I presented the following legislative update to the Southwestern Planned Giving Council on Tuesday July 10, 2018:
1. The Pennsylvania budget of approximately $32.7 Billion was approved by Governor Wolf on June 22, 2018. This is good news for charities as government funding is in place for many programs, and the Education Improvement Tax Credit is available again.
2. Regarding the Tax Cuts and Jobs Act (“Act”) which was signed into law by President Trump in December, 2017, regulations and various guidance are starting to be issued by the U.S. Department of Treasury. As far as charities and planned giving, it is still too early to tell the effect of the Act on charitable giving, although many expect that charitable giving will decrease due to the fewer number of itemizers. Nevertheless, most advisors agree that individuals give to charities in order to further charitable purposes and not only for a tax deduction. For many individual taxpayers, the Act will result in lower taxes and more simplicity, which could lead to more charitable giving.
Given the changes in the Act, I expect to see taxpayers take certain actions to retain their itemized deductions, such as “bunching” deductions in one year. If a taxpayer can bunch deductions into one year (including charitable contributions, state and local taxes), they may still be able to itemize if they exceed the standard deduction amount ($12,000 if single, $24,000 for married filing jointly).
Some of the methods of bunching charitable contributions include establishing donor advised funds, private foundations, as well as non-grantor irrevocable trusts (see my Tax-Exempt Alert for April 2018). For “super bunching”, planned gifts such as pooled income funds, charitable remainder trusts and charitable gift annuities allow large, upfront charitable deductions.

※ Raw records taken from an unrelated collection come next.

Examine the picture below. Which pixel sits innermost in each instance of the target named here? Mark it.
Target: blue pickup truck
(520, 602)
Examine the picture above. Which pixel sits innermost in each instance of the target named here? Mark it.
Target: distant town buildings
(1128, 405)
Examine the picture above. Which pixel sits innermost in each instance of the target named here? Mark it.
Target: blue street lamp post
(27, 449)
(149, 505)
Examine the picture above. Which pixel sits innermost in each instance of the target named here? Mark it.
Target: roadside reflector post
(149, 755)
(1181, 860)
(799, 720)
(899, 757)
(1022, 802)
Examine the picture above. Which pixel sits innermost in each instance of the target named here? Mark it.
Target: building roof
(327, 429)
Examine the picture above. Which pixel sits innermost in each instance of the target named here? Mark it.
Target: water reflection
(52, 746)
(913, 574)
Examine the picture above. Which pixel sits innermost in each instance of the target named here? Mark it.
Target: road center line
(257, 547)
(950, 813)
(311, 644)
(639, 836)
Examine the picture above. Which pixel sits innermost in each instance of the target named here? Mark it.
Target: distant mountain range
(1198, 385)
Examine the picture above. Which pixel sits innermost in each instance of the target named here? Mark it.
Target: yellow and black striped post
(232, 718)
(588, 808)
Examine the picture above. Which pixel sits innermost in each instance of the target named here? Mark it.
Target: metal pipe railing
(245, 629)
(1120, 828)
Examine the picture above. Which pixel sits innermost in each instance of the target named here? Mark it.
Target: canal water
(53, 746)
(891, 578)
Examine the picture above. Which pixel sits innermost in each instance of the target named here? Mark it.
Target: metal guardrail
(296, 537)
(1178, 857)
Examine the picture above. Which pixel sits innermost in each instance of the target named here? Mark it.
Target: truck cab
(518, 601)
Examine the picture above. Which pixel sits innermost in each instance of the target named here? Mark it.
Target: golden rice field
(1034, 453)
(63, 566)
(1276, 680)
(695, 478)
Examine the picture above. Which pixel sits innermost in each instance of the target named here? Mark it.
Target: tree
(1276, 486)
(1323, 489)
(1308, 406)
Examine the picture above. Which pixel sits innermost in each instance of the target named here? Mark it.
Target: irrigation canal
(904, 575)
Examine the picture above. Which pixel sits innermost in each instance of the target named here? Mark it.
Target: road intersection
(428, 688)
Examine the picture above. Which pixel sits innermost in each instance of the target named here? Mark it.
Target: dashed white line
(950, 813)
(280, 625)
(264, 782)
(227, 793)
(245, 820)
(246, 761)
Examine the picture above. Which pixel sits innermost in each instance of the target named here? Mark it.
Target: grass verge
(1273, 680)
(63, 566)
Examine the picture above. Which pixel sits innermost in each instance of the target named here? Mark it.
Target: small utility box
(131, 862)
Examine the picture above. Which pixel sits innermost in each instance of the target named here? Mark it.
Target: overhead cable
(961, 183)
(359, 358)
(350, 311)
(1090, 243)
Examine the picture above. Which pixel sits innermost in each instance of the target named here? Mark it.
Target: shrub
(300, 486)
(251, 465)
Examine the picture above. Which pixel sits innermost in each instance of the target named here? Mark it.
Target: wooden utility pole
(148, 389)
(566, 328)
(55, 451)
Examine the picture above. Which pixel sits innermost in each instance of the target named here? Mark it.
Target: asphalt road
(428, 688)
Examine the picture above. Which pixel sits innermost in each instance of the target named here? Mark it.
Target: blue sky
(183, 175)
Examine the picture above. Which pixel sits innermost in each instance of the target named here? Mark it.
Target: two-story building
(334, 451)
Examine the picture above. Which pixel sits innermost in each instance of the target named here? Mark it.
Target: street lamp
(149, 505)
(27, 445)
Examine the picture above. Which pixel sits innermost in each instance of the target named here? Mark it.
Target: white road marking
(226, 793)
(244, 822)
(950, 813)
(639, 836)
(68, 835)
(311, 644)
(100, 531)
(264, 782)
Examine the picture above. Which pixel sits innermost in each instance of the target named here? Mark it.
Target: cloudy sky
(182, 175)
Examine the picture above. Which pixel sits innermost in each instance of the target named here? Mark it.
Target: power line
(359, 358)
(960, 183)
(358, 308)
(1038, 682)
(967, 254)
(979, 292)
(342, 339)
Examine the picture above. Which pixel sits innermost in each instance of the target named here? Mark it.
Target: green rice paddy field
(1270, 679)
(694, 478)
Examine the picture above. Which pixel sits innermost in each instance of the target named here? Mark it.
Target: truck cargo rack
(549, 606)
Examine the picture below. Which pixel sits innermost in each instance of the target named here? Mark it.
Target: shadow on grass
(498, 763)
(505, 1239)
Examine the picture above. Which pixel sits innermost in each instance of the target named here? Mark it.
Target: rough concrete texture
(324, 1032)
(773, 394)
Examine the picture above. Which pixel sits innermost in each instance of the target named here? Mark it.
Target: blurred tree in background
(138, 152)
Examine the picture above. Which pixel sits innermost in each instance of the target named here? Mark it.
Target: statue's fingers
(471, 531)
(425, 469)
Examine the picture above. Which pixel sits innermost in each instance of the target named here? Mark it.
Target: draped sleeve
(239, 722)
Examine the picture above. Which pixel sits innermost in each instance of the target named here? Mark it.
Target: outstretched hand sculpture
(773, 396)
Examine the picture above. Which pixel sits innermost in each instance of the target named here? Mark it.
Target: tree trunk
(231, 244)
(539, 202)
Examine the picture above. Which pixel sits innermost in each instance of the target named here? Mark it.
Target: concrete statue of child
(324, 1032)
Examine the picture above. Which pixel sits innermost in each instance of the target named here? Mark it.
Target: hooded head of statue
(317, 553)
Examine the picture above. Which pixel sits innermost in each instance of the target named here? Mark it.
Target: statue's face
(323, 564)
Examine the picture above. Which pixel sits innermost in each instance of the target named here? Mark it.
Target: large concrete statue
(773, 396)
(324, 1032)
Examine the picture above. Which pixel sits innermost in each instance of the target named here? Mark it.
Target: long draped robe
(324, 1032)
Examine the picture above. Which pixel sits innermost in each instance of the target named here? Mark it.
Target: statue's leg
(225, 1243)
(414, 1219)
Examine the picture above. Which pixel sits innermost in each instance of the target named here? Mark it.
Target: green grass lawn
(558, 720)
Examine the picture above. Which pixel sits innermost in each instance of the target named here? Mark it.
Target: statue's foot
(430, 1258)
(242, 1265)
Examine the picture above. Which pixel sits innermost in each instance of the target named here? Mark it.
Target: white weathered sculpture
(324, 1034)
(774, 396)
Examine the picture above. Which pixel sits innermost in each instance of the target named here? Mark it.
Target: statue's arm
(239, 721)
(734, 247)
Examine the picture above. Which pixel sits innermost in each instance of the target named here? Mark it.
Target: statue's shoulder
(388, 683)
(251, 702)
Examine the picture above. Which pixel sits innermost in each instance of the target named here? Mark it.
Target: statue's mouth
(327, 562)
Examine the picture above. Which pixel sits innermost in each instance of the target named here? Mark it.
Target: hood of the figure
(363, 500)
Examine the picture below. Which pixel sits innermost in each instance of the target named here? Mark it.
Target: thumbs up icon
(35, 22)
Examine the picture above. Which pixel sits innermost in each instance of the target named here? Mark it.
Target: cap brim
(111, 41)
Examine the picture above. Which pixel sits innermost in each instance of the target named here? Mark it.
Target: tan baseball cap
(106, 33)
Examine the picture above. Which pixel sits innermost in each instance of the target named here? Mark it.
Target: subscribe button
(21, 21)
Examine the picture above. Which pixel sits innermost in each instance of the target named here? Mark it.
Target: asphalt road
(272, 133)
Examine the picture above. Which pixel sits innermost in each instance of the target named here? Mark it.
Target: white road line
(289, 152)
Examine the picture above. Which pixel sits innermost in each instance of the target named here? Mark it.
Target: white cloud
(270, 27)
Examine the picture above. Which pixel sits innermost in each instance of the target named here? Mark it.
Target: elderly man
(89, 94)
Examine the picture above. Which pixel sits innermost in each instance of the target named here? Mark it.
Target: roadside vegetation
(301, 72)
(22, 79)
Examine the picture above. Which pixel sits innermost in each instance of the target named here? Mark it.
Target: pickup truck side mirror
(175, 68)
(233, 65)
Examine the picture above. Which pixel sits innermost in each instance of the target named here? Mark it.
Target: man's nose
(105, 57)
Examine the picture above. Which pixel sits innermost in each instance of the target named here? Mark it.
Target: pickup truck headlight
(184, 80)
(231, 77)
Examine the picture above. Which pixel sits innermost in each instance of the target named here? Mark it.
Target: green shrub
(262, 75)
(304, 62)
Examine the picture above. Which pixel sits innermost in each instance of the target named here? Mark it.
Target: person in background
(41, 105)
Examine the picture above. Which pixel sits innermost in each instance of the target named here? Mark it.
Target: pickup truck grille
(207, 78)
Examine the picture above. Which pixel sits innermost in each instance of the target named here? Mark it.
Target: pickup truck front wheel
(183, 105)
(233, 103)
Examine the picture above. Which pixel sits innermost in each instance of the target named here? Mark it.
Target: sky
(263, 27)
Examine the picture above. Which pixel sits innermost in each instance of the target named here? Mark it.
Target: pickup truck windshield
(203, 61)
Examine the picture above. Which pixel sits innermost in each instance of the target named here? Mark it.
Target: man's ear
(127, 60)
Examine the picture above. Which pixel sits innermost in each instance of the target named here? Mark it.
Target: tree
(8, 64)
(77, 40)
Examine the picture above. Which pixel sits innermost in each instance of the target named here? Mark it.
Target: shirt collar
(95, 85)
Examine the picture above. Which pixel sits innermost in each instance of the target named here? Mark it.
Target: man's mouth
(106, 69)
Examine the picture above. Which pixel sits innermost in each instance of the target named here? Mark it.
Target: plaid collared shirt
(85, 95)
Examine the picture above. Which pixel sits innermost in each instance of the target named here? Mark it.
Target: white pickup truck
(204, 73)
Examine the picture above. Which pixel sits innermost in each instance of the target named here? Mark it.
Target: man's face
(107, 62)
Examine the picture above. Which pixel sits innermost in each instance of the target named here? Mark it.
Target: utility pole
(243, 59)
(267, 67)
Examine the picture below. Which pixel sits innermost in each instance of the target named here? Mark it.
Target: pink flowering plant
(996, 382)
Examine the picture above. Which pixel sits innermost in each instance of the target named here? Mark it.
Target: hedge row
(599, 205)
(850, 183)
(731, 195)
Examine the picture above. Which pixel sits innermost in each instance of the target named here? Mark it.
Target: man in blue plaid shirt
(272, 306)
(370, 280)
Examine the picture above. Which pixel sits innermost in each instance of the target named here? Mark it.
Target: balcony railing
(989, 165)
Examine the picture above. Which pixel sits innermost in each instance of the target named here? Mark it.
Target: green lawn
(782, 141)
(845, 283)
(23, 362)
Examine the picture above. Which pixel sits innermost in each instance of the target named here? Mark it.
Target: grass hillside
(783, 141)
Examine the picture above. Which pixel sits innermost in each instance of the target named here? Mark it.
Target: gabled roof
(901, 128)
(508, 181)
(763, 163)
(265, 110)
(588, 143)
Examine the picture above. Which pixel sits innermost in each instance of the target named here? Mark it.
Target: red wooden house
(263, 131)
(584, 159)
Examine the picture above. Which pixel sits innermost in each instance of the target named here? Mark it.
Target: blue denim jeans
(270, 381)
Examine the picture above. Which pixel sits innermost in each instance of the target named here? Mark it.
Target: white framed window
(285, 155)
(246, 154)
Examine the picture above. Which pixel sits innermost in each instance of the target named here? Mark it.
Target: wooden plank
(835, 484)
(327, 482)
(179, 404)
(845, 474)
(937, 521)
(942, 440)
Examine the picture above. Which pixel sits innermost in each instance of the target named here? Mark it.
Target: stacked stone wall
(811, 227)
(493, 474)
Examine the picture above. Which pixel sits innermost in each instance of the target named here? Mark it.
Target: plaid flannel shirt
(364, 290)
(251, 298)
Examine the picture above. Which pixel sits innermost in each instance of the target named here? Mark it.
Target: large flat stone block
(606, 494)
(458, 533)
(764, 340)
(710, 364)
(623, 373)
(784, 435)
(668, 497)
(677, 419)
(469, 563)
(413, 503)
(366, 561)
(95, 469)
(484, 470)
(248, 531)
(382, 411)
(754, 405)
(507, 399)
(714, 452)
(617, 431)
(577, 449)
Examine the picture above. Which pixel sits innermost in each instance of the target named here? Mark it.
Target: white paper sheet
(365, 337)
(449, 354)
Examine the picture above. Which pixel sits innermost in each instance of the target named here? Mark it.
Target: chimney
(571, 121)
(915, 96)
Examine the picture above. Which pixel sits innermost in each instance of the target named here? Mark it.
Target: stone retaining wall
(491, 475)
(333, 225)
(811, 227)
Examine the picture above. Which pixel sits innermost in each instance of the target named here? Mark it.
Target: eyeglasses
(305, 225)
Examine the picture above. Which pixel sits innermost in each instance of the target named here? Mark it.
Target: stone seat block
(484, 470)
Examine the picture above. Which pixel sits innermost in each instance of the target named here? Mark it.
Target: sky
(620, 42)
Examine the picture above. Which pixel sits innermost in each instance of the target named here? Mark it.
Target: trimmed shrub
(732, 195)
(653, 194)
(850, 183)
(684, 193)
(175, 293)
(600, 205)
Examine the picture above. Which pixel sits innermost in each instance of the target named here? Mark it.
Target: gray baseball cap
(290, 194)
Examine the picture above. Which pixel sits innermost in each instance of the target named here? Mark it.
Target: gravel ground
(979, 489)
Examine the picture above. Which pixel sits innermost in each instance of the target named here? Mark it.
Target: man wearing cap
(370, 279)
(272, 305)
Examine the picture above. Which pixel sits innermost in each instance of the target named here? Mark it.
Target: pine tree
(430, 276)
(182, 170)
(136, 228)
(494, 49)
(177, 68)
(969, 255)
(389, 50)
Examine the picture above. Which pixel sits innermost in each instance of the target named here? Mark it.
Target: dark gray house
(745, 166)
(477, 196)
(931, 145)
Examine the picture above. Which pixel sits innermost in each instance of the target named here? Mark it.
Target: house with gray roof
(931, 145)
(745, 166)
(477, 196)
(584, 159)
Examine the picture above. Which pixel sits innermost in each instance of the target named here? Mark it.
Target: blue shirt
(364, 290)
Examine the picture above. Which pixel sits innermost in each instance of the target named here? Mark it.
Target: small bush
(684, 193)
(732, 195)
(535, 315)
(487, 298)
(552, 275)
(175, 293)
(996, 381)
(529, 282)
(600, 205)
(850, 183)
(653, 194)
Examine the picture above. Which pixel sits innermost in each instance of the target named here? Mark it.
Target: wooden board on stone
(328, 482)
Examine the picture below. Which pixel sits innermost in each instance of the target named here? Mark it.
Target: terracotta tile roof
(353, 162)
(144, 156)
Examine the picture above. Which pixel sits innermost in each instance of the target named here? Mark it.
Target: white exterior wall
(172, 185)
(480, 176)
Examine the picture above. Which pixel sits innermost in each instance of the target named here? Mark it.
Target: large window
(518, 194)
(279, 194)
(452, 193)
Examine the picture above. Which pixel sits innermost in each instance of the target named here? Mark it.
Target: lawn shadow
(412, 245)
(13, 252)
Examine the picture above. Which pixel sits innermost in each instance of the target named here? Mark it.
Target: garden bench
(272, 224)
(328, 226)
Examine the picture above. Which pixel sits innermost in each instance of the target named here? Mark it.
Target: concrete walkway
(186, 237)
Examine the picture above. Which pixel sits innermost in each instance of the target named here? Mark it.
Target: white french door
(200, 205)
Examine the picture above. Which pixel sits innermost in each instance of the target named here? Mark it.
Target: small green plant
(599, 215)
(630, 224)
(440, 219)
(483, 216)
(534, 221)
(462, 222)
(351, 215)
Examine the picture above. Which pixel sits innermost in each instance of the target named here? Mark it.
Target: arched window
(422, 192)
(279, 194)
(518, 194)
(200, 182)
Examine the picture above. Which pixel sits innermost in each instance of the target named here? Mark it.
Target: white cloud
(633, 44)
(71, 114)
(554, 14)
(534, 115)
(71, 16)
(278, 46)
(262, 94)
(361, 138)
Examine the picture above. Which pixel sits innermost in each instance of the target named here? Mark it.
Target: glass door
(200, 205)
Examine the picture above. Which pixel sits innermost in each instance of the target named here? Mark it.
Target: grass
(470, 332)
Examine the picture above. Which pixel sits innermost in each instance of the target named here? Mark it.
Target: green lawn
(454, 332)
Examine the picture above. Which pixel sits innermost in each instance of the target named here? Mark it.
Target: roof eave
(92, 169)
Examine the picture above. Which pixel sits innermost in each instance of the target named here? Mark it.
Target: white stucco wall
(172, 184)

Given these complexities, it is highly advisable for taxpayers to start planning well before the end of 2018. Year-end tax planning will be quite different than it has been in other years, and more planning and advice will likely be necessary for individual taxpayers. Hope is not lost after the Act and donors, charities and their advisors should continue to examine creative ways to continue charitable giving on a tax-deductible basis.